The £5billion energy profits levy, aka the windfall tax, has divided political opinion. It is also sparking a suitably heated debate over the shares in companies subject to the tax.
As the cost of filling up an average car reaches £98, are the oil and gas companies – whose profits are being supercharged by soaring energy prices – a sure thing?
Or does the fall-out from the tax mean that renewable energy groups are a more rewarding alternative, even if the world may be reliant on fossil fuels for longer than we thought?
Following the announcement, BP is reviewing £18billion of planned UK investments, while Shell says the tax creates uncertainty around projects.
Meg O’Neill, boss of Woodside Energy, which has just listed in London, said the UK was now ‘not a conducive place to invest.’
The tax on North Sea oil and gas operators – which will fund cuts to households’ fuel bills – is set to stay in place until 2025. It may be withdrawn if oil falls from $120 (the price for Brent Crude) to $60- $70, but this is not a pledge.
Nevertheless, investors should look beyond corporate and political rhetoric, remembering that the bulk of the profits of BP and Shell are made overseas.
The markets seem persuaded that oil prices will remain high as a result of the impact on supply of the war in Ukraine, and because Opec members have limited capacity to boost production.
Despite soaring prices for oil and petrol, demand seems not to be slumping either in the UK or elsewhere, leading some analysts to suggest that prices could move higher seeking a level where usage might reduce.
Russ Mould of AJ Bell says: ‘In normal circumstances, high prices are the cure for high prices.
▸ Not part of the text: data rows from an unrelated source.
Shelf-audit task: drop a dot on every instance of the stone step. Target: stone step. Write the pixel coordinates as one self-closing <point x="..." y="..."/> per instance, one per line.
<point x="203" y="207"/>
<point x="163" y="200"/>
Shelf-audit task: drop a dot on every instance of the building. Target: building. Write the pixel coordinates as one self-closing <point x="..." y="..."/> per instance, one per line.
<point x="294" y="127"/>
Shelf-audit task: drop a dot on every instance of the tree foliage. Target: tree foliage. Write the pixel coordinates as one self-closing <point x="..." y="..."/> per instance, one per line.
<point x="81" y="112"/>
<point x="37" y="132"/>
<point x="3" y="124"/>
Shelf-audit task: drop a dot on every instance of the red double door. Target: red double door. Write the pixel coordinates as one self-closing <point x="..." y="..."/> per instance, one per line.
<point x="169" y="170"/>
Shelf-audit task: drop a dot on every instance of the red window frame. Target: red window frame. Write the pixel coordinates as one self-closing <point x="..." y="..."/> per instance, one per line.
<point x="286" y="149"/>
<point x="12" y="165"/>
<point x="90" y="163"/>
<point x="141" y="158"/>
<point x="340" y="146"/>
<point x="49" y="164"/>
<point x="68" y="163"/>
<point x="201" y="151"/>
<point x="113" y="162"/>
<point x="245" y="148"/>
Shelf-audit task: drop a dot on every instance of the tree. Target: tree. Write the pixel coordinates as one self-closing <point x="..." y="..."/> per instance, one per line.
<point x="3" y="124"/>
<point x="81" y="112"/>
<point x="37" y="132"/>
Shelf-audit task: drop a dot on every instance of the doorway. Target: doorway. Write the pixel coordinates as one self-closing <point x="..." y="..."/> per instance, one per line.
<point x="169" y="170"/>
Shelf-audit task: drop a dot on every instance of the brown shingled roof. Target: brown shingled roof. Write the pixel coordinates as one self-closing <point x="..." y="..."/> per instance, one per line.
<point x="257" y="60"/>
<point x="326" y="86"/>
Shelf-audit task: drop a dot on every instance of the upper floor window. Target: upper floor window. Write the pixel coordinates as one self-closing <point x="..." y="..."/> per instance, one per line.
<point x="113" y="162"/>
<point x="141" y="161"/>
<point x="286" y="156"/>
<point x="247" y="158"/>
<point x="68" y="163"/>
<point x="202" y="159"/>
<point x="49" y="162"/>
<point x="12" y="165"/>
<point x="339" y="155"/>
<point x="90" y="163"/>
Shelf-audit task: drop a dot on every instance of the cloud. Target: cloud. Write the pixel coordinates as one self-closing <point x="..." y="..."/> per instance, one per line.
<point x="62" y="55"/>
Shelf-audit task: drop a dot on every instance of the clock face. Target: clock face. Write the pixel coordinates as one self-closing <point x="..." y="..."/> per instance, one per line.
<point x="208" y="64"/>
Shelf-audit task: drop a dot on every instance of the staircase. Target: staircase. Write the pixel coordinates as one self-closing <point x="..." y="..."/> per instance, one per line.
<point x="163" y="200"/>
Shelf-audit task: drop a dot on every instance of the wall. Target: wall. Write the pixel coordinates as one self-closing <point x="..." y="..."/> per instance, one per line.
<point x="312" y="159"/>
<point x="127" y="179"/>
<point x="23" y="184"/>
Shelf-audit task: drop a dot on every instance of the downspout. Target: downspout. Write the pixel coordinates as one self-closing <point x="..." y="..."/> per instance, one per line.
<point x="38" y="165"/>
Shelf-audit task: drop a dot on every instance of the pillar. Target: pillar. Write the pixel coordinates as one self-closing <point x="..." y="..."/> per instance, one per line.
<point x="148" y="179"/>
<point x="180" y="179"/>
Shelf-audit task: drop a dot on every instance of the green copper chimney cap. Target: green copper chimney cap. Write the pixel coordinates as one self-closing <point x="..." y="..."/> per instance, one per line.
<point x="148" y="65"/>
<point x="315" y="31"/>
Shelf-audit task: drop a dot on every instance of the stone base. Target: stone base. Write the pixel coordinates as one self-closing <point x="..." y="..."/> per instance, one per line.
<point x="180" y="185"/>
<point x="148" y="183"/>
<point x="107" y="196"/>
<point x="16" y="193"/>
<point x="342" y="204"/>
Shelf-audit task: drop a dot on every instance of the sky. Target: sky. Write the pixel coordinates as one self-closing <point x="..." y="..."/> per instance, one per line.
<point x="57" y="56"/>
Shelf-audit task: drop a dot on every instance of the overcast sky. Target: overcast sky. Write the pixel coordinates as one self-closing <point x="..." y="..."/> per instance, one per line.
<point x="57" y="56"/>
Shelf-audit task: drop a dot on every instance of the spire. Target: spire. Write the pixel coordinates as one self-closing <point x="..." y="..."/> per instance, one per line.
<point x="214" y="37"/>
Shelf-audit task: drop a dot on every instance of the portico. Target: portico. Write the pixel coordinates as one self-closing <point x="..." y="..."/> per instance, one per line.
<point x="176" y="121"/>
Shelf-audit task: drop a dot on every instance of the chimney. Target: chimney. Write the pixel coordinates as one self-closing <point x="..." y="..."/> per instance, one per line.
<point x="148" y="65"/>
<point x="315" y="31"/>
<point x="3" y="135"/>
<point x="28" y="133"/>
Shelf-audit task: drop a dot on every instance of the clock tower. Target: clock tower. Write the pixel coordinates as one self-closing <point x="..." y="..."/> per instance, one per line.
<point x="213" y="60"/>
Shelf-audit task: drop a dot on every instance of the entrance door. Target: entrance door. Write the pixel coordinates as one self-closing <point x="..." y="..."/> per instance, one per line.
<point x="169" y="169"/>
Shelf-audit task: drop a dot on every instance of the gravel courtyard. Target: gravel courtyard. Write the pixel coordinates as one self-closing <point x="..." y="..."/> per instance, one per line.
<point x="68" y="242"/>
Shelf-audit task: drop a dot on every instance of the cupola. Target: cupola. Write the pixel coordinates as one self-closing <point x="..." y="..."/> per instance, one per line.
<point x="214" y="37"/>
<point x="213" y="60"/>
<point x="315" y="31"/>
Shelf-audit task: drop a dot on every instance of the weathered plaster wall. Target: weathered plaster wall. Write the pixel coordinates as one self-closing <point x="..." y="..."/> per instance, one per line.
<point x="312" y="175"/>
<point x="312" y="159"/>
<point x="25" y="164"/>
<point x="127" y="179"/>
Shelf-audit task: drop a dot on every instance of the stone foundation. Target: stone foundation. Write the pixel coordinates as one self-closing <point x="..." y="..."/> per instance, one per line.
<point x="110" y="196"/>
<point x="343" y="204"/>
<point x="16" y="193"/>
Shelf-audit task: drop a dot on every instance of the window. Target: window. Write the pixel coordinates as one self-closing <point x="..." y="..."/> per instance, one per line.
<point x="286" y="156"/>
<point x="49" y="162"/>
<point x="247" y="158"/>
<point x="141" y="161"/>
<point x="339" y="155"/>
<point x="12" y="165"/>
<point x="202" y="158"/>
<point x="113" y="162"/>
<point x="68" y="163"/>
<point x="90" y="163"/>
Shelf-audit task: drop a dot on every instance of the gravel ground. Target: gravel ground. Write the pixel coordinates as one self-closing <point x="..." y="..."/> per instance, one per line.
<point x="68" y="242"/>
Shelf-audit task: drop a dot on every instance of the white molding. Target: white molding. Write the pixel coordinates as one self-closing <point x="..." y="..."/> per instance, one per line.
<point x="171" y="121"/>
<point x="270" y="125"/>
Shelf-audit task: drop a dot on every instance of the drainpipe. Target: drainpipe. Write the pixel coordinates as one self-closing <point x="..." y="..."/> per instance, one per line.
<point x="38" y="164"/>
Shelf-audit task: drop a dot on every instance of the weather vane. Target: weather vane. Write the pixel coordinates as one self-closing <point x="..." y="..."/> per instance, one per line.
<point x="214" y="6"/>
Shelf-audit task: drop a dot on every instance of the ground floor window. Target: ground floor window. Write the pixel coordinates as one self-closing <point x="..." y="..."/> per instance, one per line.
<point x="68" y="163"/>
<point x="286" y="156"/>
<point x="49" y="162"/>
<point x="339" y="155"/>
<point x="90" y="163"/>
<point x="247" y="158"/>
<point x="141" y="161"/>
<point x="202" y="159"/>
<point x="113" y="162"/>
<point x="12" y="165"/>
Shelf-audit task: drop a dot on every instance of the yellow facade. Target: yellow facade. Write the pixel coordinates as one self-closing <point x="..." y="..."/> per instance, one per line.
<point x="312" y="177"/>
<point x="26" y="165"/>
However, this does not seem to be happening to oil and gas – the need for energy is increasing, and it looks as if they will stick around for longer than we thought.’
Mould argues that this trend may only reverse if there is a ‘miraculous peace in Ukraine’, or rapprochement between the US and Venezuela, which has the largest oil reserves in the world. To date, Big Oil has shrugged off the windfall tax. This resilience will come as a relief to investors. BP and Shell, in particular, are the foundation of many portfolios and popular funds and trusts, such as Aberdeen Standard Equity Income, Law Debenture, Merchants, Ruffer (where I am a holder) and Schroder Recovery.
Nick Kirrage, co-head of Schroders’ Global Value Team, comments: ‘Windfall taxes are by their nature short-term, and in this case they will be paid out of very elevated profits. As such, they are not materially detrimental to long-term valuations. Although we’re yet to see the mechanics of the tax, our initial belief is that these moves by the Government should not derail the investment case for the companies we own.’
Despite the disposal of their Russian assets in the spring, BP shares have risen 34 per cent since the start of the year, while Shell shares have soared by 45 per cent. Shares in Serica, the Aim-listed oil and natural gas producer, have revived because its programmes should qualify for the windfall tax incentives available to those that maximise output.
Kwasi Kwarteng, the Business Secretary, seeks to have natural gas reclassified as a ‘transitional fuel’, a quest of significance to anyone with cash in Henderson Opportunities trust where Serica is the largest stake. Exxon shares, meanwhile, have gained 69 per cent this year – and are still seen as cheap by some analysts. The payouts to shareholders increase Big Oil’s allure. BP and Shell are planning share buybacks worth £3.2billion and £6.3billion respectively. Buybacks aim to lift share prices, although they can be withdrawn. Meanwhile BP’s dividend yield is 3.95 per cent; while Shell offers 3.21 per cent.
It continues to be the opinion of this column that these payouts represent a strong argument to hold BP and Shell, especially as the billion that both are investing in renewables should turn them into the sector’s most powerful players. Before the windfall tax was unveiled, Bernard Looney, BP’s boss, pledged to spend £2 in the UK for every £1 made here in this decade. Reneging on this promise would be petty and short-sighted.
Although I would argue that betting on BP and Shell is also the route to investing in renewables, I have also put money into funds and trusts that invest in solar, wind and energy storage, such as Downing Renewables, Gore Street Energy, Greencoat Wind, Renewables Infrastructure and SDCL Energy Efficiency.
The war in Ukraine may extend our fossil fuel dependency, but there will also be more pressure to accelerate de-carbonisation.
The political row over the levy is based, in part, on the view that it demonstrates the UK’s lack of a long-term energy policy.
As an investor, you cannot afford such a deficiency.